At issue is a 10-page section of a 1,000-page House health care reform bill on “advanced care planning consultations.”

These consultations would reimburse a doctor for talking with a patient once every five years about what kind of care they want near the end of life.

Sarah Palin, the former governor of Alaska, called this “downright evil,” and asserted the elderly would have to stand in front of a “death panel so [President Obama’s] bureaucrats can decide … whether they are worthy of health care.”

So what are the facts?

The provision would create no such panel. It calls only for a “consultation between the individual and a practitioner.”

The story discussed how the misinformation began and then looked at the facts:

In fact, the intent of the measure is not for doctors to tell patients what to do, but to give doctors more incentives to talk to patients about all of their options.

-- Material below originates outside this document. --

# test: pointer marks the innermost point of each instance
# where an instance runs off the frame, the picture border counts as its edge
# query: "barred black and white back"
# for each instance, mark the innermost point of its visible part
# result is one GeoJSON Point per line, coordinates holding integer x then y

Opponents of the House bill argue that any focus on cost-cutting will push people toward decisions to limit care.

“There should never be any doubt as to whether your end-of-life decisions are influenced by its affect on the United States Treasury,” said Rep. Thaddeus McCotter, R-Mich.

But proponents of this measure — and there are Republicans among them — say that’s a false argument because these are patient-driven consultations. They would be available to anyone but not mandatory, and patients would dictate what they want done, not the cost of the procedures.

Two dozen physicians were interviewed by ABC News’ medical unit, and each said these kinds of consultations help families and they are happening already. This provision, they say, would only make them more widespread.